| # Apache Spark |
| |
| Lightning-Fast Cluster Computing - <http://spark.apache.org/> |
| |
| |
| ## Online Documentation |
| |
| You can find the latest Spark documentation, including a programming |
| guide, on the project webpage at <http://spark.apache.org/documentation.html>. |
| This README file only contains basic setup instructions. |
| |
| ## Building Spark |
| |
| Spark is built on Scala 2.10. To build Spark and its example programs, run: |
| |
| ./sbt/sbt assembly |
| |
| (You do not need to do this if you downloaded a pre-built package.) |
| |
| ## Interactive Scala Shell |
| |
| The easiest way to start using Spark is through the Scala shell: |
| |
| ./bin/spark-shell |
| |
| Try the following command, which should return 1000: |
| |
| scala> sc.parallelize(1 to 1000).count() |
| |
| ## Interactive Python Shell |
| |
| Alternatively, if you prefer Python, you can use the Python shell: |
| |
| ./bin/pyspark |
| |
| And run the following command, which should also return 1000: |
| |
| >>> sc.parallelize(range(1000)).count() |
| |
| ## Example Programs |
| |
| Spark also comes with several sample programs in the `examples` directory. |
| To run one of them, use `./bin/run-example <class> [params]`. For example: |
| |
| ./bin/run-example SparkPi |
| |
| will run the Pi example locally. |
| |
| You can set the MASTER environment variable when running examples to submit |
| examples to a cluster.
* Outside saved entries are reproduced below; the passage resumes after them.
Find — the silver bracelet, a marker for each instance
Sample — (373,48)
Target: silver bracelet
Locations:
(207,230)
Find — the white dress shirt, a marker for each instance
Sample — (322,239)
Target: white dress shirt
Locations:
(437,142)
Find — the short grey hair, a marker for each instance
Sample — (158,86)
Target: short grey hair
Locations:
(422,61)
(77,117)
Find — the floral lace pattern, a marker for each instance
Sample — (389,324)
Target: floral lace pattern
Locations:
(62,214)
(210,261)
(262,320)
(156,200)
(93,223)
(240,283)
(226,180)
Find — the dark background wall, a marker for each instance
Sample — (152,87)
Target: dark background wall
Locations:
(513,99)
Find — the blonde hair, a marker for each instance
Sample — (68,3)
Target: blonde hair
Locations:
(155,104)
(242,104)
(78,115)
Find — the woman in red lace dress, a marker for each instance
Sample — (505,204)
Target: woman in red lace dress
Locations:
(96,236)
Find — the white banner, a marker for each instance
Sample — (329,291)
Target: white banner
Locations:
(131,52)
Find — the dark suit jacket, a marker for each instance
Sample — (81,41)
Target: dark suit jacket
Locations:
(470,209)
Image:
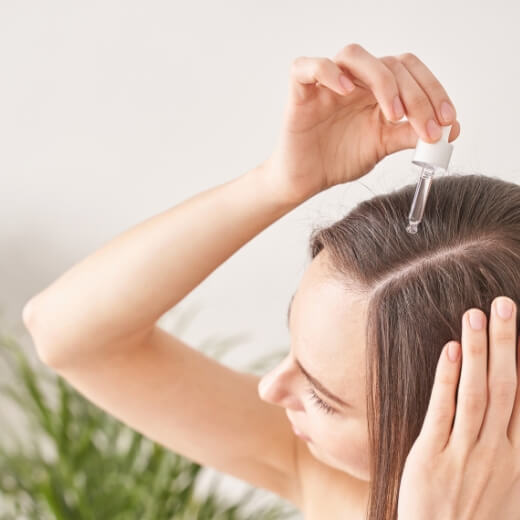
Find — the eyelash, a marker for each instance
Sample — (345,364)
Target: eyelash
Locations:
(319,402)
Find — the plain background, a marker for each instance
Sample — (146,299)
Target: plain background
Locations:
(113,111)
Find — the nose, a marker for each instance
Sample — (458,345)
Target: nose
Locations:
(279,386)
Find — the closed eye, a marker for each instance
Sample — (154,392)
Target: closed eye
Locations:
(320,402)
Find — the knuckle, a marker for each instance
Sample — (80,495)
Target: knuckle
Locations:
(391,62)
(474,400)
(352,49)
(476,348)
(320,66)
(297,62)
(502,336)
(419,104)
(408,58)
(502,390)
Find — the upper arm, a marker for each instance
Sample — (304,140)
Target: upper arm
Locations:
(195,406)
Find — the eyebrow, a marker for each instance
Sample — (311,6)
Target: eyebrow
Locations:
(310,378)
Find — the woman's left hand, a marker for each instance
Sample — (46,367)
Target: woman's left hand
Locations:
(473,470)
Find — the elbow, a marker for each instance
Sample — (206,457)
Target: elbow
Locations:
(32,320)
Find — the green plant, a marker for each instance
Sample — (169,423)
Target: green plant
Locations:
(80,463)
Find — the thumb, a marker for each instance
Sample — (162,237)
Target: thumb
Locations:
(401,136)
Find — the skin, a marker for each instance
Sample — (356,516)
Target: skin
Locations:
(327,330)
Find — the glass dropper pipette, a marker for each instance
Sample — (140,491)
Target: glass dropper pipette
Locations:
(430,157)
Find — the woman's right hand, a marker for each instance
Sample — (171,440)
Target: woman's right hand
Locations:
(332,136)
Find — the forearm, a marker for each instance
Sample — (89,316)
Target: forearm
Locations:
(121,290)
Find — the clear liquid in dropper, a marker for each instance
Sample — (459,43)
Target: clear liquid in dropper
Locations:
(419,199)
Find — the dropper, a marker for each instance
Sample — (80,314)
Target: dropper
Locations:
(431,157)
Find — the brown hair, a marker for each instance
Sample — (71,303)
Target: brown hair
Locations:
(466,252)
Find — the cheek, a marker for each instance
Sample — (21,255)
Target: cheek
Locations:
(346,443)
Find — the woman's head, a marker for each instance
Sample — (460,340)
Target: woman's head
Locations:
(374,310)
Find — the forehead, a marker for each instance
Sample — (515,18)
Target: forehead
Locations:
(328,330)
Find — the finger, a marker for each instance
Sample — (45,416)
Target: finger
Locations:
(432,86)
(419,108)
(400,136)
(502,380)
(435,431)
(514,425)
(374,73)
(472,398)
(307,74)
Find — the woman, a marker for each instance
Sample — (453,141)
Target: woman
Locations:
(374,299)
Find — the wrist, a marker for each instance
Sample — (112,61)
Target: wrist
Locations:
(281,190)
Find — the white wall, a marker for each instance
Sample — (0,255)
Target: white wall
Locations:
(112,111)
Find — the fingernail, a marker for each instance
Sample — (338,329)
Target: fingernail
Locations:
(434,130)
(346,83)
(504,308)
(476,319)
(447,111)
(398,107)
(453,351)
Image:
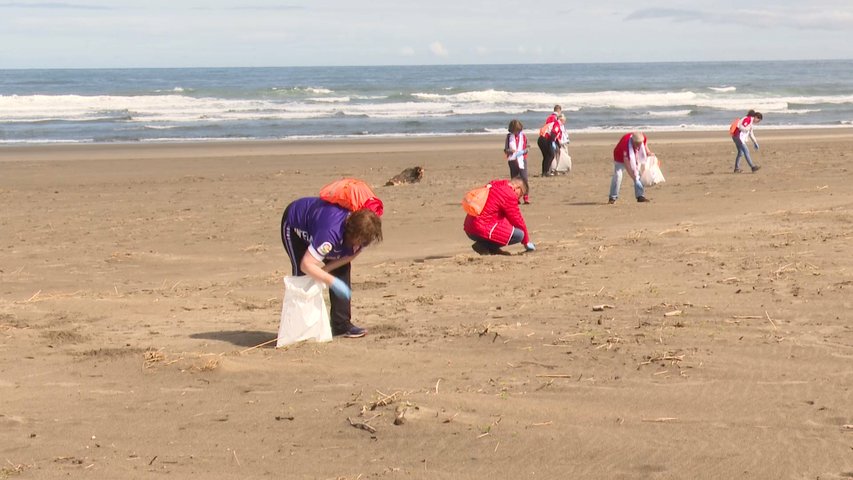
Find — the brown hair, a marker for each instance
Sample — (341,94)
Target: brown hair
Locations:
(362,228)
(518,181)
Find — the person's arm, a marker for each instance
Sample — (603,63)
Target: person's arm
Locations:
(752,137)
(631,164)
(316,268)
(513,216)
(336,264)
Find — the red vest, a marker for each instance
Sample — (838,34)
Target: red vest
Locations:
(620,153)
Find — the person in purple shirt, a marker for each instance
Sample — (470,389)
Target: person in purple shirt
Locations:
(322,239)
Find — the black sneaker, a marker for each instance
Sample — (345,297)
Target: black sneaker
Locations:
(481,249)
(355,332)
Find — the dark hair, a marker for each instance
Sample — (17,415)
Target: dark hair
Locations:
(521,183)
(362,228)
(515,125)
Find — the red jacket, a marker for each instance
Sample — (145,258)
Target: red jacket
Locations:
(500,214)
(620,153)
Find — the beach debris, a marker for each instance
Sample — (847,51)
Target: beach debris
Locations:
(362,426)
(770,319)
(400,417)
(409,175)
(384,400)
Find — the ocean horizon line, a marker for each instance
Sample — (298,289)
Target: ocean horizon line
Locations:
(424,65)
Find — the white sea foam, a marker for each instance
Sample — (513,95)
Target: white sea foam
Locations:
(173,108)
(669,113)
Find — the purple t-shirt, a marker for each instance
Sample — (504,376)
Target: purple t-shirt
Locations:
(321,225)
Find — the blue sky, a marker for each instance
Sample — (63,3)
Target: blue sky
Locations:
(190,33)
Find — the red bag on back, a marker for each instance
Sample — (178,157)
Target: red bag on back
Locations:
(474,200)
(352,194)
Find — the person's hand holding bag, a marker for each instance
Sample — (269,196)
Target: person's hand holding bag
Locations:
(340,288)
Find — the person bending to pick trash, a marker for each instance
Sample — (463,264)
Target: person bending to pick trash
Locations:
(322,239)
(627,156)
(500,223)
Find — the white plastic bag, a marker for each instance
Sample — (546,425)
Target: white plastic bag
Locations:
(563,160)
(650,173)
(303,313)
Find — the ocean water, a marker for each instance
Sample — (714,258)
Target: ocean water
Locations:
(193,104)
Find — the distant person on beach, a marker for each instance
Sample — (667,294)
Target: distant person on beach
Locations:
(742,132)
(630,152)
(550,136)
(322,239)
(562,163)
(500,223)
(515,148)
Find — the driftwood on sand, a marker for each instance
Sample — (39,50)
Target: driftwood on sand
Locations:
(409,175)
This can be a mesos:// or spark:// URL, |
| "yarn-cluster" or "yarn-client" to run on YARN, and "local" to run |
| locally with one thread, or "local[N]" to run locally with N threads. You |
| can also use an abbreviated class name if the class is in the `examples` |
| package. For instance: |
| |
| MASTER=spark://host:7077 ./bin/run-example SparkPi |
| |
| Many of the example programs print usage help if no params are given. |
| |
| ## Running Tests |
| |
| Testing first requires [building Spark](#building-spark). Once Spark is built, tests |
| can be run using: |
| |
| ./sbt/sbt test |
| |
| ## A Note About Hadoop Versions |
| |
| Spark uses the Hadoop core library to talk to HDFS and other Hadoop-supported |
| storage systems. Because the protocols have changed in different versions of |
| Hadoop, you must build Spark against the same version that your cluster runs. |
| You can change the version by setting the `SPARK_HADOOP_VERSION` environment |
| when building Spark. |
| |
| For Apache Hadoop versions 1.x, Cloudera CDH MRv1, and other Hadoop |
| versions without YARN, use: |
| |
| # Apache Hadoop 1.2.1 |
| $ SPARK_HADOOP_VERSION=1.2.1 sbt/sbt assembly |
| |
| # Cloudera CDH 4.2.0 with MapReduce v1 |
| $ SPARK_HADOOP_VERSION=2.0.0-mr1-cdh4.2.0 sbt/sbt assembly |
| |
| For Apache Hadoop 2.2.X, 2.1.X, 2.0.X, 0.23.x, Cloudera CDH MRv2, and other Hadoop versions |
| with YARN, also set `SPARK_YARN=true`: |
| |
| # Apache Hadoop 2.0.5-alpha |
| $ SPARK_HADOOP_VERSION=2.0.5-alpha SPARK_YARN=true sbt/sbt assembly |
| |
| # Cloudera CDH 4.2.0 with MapReduce v2 |
| $ SPARK_HADOOP_VERSION=2.0.0-cdh4.2.0 SPARK_YARN=true sbt/sbt assembly |
| |
| # Apache Hadoop 2.2.X and newer |
| $ SPARK_HADOOP_VERSION=2.2.0 SPARK_YARN=true sbt/sbt assembly |
| |
| When developing a Spark application, specify the Hadoop version by adding the |
| "hadoop-client" artifact to your project's dependencies. For example, if you're |
| using Hadoop 1.2.1 and build your application using SBT, add this entry to |
| `libraryDependencies`: |
| |
| "org.apache.hadoop" % "hadoop-client" % "1.2.1" |
| |
| If your project is built with Maven, add this to your POM file's `<dependencies>` section: |
| |
| <dependency> |
| <groupId>org.apache.hadoop</groupId> |
| <artifactId>hadoop-client</artifactId> |
| <version>1.2.1</version> |
| </dependency> |
| |
| |
| ## Configuration |
| |
| Please refer to the [Configuration guide](http://spark.apache.org/docs/latest/configuration.html) |
| in the online documentation for an overview on how to configure Spark. |
| |
| |
| ## Contributing to Spark |
| |
| Contributions via GitHub pull requests are gladly accepted from their original |
| author. Along with any pull requests, please state that the contribution is |
| your original work and that you license the work to the project under the |
| project's open source license. Whether or not you state this explicitly, by |
| submitting any copyrighted material via pull request, email, or other means |
| you agree to license the material under the project's open source license and |
| warrant that you have the legal authority to do so. |
| |